Rafa Mores (E) e Brenddáh Hudson (D) promovem treinamentos de candidatos LGBTQIA+ e de empresas na Tamo Juntes. — Foto: Divulgação
“Temos que preparar as pessoas e o mercado de trabalho também tem que estar preparado. Treinamos pessoas mentoras que hoje não necessariamente sabem liderar pessoas trans.”
Victor Lambertucci é CEO da Profissas e idealizou a comunidade Carreira LGBT+. — Foto: Divulgação
O especialista em diversidade e inclusão Victor Lambertucci, CEO da Escola de Diversidade Profissas, também defende o “letramento” e a sensibilização de quem não está acostumado a conviver com a diferença.
Para ele, o machismo estrutural e a predominância de homens heterossexuais em cargos de liderança estão na origem da dificuldade de ascensão profissional de pessoas LGBTQIA+.
Preconceitos e violências
Única repórter trans na TV aberta, Lisa Gomes foi vítima de um caso típico de agressão verbal no ambiente de trabalho. Ela se preparava para entrevistar o cantor Bruno quando ele perguntou sobre sua genitália. Depois, o artista admitiu que cometeu transfobia e pediu desculpas.
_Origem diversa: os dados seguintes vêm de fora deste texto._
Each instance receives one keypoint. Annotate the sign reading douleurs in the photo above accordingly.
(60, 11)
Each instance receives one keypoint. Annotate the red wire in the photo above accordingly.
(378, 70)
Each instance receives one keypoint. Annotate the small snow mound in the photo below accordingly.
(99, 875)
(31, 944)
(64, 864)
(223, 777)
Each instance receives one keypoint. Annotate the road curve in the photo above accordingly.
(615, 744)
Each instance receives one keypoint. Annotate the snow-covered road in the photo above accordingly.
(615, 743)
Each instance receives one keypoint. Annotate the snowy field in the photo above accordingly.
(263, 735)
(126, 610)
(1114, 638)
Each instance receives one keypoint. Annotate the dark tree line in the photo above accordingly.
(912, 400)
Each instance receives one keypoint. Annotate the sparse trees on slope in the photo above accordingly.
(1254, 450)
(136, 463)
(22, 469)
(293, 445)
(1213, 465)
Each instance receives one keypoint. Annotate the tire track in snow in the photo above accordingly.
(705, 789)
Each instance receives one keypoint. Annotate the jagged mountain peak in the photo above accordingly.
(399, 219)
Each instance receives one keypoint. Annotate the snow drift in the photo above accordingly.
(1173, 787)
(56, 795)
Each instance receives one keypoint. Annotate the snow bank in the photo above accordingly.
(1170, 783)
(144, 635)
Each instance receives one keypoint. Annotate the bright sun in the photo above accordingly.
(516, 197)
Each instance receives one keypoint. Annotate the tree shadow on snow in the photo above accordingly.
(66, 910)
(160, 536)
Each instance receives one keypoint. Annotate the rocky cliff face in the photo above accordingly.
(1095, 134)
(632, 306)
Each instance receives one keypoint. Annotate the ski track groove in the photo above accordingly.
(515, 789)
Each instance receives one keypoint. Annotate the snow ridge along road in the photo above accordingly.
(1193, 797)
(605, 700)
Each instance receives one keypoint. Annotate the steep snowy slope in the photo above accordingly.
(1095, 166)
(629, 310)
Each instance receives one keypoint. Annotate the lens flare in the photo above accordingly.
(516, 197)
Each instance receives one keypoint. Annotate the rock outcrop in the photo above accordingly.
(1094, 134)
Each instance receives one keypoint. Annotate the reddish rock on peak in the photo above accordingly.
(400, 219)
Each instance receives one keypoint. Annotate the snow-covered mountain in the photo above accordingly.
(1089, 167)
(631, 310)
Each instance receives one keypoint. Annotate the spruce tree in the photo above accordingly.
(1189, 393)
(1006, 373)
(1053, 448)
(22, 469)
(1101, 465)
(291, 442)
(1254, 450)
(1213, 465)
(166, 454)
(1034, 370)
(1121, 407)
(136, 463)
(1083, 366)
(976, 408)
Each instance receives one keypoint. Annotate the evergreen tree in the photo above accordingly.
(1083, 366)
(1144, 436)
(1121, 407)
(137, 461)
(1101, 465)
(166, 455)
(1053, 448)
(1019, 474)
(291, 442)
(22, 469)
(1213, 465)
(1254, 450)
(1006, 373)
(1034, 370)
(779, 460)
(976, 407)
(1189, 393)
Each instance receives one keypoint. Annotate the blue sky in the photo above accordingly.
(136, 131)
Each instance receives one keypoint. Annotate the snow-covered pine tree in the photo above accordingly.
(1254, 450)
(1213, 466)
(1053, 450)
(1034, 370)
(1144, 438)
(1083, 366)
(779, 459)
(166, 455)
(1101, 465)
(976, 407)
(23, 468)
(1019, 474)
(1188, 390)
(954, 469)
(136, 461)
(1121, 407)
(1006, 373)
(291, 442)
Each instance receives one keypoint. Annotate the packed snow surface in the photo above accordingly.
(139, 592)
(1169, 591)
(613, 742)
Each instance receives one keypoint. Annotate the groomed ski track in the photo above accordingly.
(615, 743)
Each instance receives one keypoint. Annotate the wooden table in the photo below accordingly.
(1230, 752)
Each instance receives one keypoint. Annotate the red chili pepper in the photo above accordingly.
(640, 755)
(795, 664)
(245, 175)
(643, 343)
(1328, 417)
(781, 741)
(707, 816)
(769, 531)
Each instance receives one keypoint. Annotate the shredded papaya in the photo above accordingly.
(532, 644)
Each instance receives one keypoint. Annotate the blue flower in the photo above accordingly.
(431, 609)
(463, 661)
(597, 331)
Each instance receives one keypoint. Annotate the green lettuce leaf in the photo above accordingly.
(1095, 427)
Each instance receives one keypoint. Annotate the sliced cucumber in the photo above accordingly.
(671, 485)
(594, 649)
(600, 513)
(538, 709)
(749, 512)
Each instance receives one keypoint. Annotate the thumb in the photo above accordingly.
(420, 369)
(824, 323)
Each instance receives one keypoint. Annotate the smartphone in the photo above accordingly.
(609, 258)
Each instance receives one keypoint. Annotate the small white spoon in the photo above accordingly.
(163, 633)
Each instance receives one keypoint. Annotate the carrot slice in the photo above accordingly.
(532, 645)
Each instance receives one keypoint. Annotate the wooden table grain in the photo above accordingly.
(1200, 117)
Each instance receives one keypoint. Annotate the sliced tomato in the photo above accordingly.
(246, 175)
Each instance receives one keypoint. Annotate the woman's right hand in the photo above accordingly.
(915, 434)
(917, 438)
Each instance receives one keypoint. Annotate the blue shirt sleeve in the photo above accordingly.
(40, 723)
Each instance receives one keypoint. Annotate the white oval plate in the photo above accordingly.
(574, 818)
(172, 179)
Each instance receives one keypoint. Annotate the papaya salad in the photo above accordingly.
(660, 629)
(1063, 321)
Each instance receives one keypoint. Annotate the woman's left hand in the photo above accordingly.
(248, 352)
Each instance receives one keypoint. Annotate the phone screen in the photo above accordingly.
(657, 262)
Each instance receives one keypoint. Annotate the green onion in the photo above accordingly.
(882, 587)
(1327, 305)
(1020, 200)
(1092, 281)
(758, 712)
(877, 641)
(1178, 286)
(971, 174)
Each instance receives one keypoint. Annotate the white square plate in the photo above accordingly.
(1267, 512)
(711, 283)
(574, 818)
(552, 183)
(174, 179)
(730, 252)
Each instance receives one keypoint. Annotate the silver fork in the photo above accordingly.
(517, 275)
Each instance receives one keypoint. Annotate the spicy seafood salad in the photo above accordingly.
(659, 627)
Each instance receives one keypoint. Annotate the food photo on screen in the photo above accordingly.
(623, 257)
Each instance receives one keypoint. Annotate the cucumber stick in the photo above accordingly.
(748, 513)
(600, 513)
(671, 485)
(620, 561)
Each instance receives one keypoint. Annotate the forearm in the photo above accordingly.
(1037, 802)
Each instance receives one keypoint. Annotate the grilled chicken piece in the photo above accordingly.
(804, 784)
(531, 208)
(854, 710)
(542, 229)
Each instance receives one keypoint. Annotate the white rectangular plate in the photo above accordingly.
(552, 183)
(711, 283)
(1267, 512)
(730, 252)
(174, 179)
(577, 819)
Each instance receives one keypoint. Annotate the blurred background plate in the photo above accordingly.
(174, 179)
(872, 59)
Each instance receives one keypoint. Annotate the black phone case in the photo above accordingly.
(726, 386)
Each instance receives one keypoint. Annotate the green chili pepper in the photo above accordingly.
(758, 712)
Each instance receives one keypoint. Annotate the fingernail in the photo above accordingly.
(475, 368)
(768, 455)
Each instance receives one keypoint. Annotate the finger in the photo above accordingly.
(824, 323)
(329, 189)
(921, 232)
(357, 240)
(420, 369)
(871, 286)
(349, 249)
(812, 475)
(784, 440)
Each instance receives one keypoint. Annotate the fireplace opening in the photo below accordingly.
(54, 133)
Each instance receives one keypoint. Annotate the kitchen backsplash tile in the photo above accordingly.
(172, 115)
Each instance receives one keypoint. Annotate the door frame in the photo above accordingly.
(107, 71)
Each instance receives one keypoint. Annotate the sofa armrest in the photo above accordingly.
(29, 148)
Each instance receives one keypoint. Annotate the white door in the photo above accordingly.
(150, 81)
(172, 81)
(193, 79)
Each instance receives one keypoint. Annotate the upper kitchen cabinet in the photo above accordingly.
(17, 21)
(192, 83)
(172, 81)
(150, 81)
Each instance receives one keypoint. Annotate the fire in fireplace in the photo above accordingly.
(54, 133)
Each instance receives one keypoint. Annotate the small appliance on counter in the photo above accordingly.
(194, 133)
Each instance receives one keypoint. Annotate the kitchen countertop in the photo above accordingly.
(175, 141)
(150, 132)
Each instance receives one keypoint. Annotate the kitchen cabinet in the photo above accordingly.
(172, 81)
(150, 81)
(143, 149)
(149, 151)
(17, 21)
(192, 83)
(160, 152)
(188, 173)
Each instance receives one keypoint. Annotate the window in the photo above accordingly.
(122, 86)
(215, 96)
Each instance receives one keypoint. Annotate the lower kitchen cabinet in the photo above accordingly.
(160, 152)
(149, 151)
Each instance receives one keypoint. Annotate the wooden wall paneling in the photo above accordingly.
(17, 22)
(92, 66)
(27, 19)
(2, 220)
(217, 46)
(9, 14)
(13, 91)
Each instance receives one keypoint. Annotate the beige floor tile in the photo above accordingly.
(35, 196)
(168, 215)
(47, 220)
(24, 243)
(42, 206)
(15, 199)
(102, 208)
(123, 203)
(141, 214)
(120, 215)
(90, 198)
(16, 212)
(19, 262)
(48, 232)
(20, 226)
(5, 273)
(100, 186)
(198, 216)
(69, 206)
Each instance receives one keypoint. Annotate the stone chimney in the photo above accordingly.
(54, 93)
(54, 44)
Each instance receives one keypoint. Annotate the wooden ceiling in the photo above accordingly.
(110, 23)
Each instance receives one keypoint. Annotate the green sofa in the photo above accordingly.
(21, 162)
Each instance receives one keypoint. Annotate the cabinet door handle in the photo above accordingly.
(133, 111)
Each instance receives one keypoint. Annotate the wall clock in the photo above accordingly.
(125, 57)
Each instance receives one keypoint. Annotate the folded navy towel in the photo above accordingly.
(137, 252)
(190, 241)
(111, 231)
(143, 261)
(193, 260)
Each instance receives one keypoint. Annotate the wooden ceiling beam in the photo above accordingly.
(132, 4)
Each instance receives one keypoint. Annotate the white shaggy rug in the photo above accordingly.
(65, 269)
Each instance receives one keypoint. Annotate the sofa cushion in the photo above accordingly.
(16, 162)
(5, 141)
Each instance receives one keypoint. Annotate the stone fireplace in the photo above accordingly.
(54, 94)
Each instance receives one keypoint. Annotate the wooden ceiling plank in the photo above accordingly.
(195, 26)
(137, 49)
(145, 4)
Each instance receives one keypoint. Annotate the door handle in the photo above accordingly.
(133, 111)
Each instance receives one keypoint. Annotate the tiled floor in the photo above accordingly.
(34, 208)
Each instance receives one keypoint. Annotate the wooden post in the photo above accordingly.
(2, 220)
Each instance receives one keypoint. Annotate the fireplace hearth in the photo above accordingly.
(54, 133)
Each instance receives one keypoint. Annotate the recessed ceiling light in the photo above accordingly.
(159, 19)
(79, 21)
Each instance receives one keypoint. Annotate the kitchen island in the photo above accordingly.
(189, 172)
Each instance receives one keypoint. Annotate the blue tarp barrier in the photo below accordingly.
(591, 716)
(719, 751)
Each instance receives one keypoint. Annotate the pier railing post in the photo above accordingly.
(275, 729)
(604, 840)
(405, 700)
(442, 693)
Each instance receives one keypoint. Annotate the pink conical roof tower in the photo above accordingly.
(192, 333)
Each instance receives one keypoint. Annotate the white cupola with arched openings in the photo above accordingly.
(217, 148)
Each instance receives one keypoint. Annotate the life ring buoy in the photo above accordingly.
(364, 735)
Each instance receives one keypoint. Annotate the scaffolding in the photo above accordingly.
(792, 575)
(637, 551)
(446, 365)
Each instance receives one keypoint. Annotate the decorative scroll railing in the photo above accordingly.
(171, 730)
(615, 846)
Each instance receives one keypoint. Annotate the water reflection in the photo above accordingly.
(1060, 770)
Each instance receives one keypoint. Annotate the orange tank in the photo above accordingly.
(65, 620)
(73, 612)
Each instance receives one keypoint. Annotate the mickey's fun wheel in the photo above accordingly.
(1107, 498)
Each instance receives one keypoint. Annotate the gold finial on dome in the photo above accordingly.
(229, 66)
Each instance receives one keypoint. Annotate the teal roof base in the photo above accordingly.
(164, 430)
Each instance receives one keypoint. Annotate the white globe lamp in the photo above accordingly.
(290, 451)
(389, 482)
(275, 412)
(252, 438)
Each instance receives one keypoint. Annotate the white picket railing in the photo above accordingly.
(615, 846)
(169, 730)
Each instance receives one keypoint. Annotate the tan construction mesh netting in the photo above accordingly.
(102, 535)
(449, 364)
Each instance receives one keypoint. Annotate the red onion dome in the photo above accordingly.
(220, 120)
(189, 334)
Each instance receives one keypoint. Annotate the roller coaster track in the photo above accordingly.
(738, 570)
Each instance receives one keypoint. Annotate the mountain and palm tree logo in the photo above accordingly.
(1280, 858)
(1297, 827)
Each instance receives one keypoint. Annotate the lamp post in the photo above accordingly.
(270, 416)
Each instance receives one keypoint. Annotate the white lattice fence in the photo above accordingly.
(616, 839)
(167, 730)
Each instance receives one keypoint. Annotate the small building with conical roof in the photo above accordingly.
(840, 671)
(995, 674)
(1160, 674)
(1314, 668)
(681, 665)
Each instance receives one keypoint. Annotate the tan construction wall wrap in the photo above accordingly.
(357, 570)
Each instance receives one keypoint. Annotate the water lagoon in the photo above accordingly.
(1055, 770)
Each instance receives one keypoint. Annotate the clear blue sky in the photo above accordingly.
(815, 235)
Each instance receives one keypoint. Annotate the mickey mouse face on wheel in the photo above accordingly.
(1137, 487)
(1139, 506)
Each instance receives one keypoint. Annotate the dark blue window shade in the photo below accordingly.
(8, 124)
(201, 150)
Homem gay cisgênero, o ator Valter Bastos já foi vítima de vários episódios de violência física e verbal em 23 anos de trabalho como drag queen e palestrante. Contratado para um casamento pela própria noiva, foi impedido de se apresentar. “Padrinhos me ameaçaram e disseram que se eu entrasse me bateriam até eu virar homem.”
Valter trabalha há 23 anos como drag queen e já sofreu vários tipos de violências. — Foto: Giovanni Carpigiani
O Brasil ainda é o país com mais registros de mortes violentas entre a população LGBTQIA+ no mundo. Segundo o Observatório de Mortes e Violências contra LGBT+ no país, foram 273 casos registrados em 2022.
O 17 de maio como Dia Internacional contra a Homofobia, Transfobia e Bifobia marca a data em que, só em 1990, a Organização Mundial da Saúde (OMS) deixou de classificar a homossexualidade como um transtorno mental.
Ofender ou ameaçar uma pessoa por sua orientação sexual ou identidade de gênero pode configurar crime de homofobia ou transfobia, equiparado hoje ao crime de racismo. E chamar uma pessoa trans pelo nome que ela escolheu e pelo gênero com o qual se identifica não é apenas cordialidade, e sim obrigação em ambientes escolares e de trabalho.
Uma decisão do Tribunal de Justiça de São Paulo divulgada nesta terça-feira (16) condenou por dano moral uma empresa que tratava um funcionário homem trans pelo nome civil de registro em vez do nome social. Por ironia, a empresa dizia manter um programa de diversidade e inclusão.
Ações afirmativas
A presença maior de analistas em diversidade e a criação de comitês sobre o tema nas empresas têm mostrado um esforço, ao menos, de adaptação às exigências do público. Para Victor, conscientizar os ambientes de trabalho é hoje uma questão de inteligência de negócios.
“As empresas vêm percebendo que estão perdendo espaço e mercado quando a audiência é plural e elas não conhecem suas necessidades de relacionamento e consumo.”
Por razões diferentes da destinação obrigatória de vagas a pessoas pretas, pardas ou PCDs, as vagas afirmativas são consideradas uma abertura importante para a comunidade LGBTQIA+. Embora não haja obrigatoriedade jurídica, seleções de emprego têm adotado cada vez mais a prática, destaca a gerente do portal Empregos.com.br Tábata Silva.
“São todos grupos que foram subrepresentados, minorizados ou excluídos. A questão afirmativa corrige erros de décadas ou séculos de obstáculos”, ressalta Victor.